In the end, though, my point is not to say that Derrida is ‘right’ and Esposito is ‘wrong’, but rather that we need to (continue to) meditate upon what philosophy can learn (or not) from interdisciplinary exchange with theoretical biology and the thinking of ‘life’ (and vice versa, of course) in what can be, I hope, a broadly shared anti-reductionist undertaking. On the one hand, it would be a mistake, I think, to see autoimmunity as simply bad; we need to understand, with Derrida, the inescapable intrication of immunity and autoimmunity and how the alterity of temporality for dynamic, complex, adaptive systems is at the root of that intrication as the ‘there’ that is not ‘there’, the very possibility of a future that is a future because it is not ‘ours’. To combine the terms of Derrida’s deconstruction and Kauffman’s theoretical biology, that is the inescapable, possible, ‘best’ and ‘worst’ for any particular form of life in a universe of ‘non-entailed’ evolution with radically discontinuous qualitative forms of causation. At the same time, Derrida and Esposito converge, in their very different ways, on the understanding that that statement is itself ‘a view from nowhere’, as it were, a general infrastructural principle at the ecological level of evolution, one that does not in the least vitiate my own desire to live, to survive, in all my finitude. Esposito’s work would remind us, and rightfully so, that autoimmunity will always be resisted on behalf of the organism’s desire to live and flourish, even though it can only do so by taking into itself and not negating something radically other than itself.

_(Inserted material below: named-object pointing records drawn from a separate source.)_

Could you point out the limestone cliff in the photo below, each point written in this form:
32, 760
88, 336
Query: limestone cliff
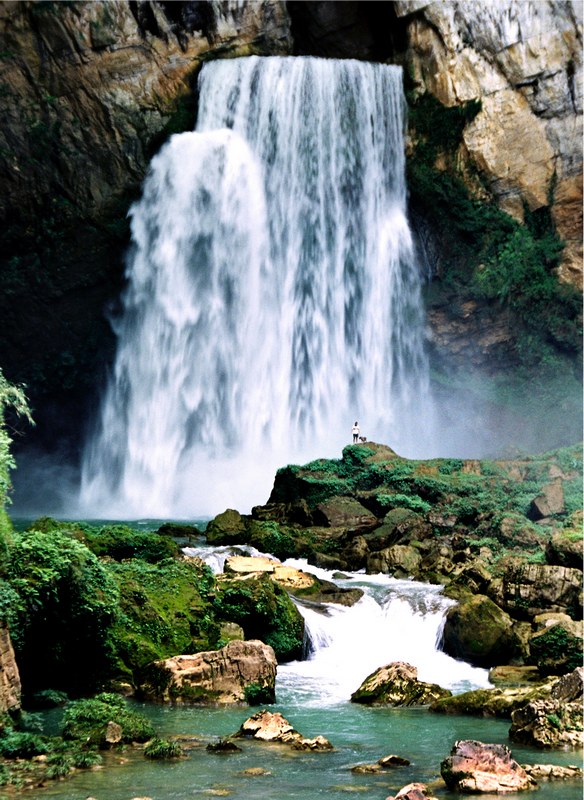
523, 61
87, 87
9, 675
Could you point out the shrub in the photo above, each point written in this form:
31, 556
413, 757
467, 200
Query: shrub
87, 720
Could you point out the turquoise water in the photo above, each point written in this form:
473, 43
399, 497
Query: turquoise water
396, 620
359, 735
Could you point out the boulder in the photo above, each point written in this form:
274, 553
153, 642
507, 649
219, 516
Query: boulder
413, 791
532, 589
344, 512
214, 677
227, 528
478, 631
555, 722
556, 646
270, 726
474, 767
397, 684
549, 501
399, 560
496, 702
553, 772
565, 550
10, 687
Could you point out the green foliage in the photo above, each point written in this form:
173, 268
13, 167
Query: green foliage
159, 749
87, 720
64, 602
122, 542
17, 744
412, 502
163, 611
257, 695
13, 398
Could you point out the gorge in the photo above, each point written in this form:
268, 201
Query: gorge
478, 85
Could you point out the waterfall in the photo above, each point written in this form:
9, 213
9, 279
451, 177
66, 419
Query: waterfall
396, 620
273, 293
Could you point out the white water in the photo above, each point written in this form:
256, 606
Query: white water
395, 620
273, 294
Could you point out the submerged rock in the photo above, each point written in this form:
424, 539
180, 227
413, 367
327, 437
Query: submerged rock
214, 677
474, 767
270, 726
397, 684
480, 632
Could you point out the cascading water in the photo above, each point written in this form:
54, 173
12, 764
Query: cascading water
273, 293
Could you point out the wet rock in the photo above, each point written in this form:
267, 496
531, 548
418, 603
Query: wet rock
553, 772
270, 726
565, 551
555, 722
474, 767
227, 528
550, 501
413, 791
478, 631
532, 589
401, 561
217, 676
223, 746
10, 687
397, 684
344, 512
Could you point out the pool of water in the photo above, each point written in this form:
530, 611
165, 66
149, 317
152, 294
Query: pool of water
360, 735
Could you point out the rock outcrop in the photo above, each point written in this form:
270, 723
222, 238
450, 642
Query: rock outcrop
397, 684
555, 722
270, 726
474, 767
215, 677
523, 61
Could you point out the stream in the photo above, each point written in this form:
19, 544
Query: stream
395, 620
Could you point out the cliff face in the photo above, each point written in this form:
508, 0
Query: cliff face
523, 61
90, 90
87, 88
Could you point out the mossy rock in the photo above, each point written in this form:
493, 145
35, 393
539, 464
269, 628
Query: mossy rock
227, 528
478, 631
265, 611
557, 650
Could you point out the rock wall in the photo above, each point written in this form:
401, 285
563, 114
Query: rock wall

And in this light, one of the values and challenges of Esposito’s work is to ask us to confront (from the ground up, as it were) this very real fact, without falling back into the discourse of the ‘person’ and its attendant mechanism of ‘rights’. Derrida would agree wholeheartedly of course, in his radicalisation of the question, ‘what is this nonpower at the heart of power?’ (Derrida 2008: 28) – a question that, for both Derrida and Esposito, opens onto the vast terrain of non-human life and our (non-)place in it.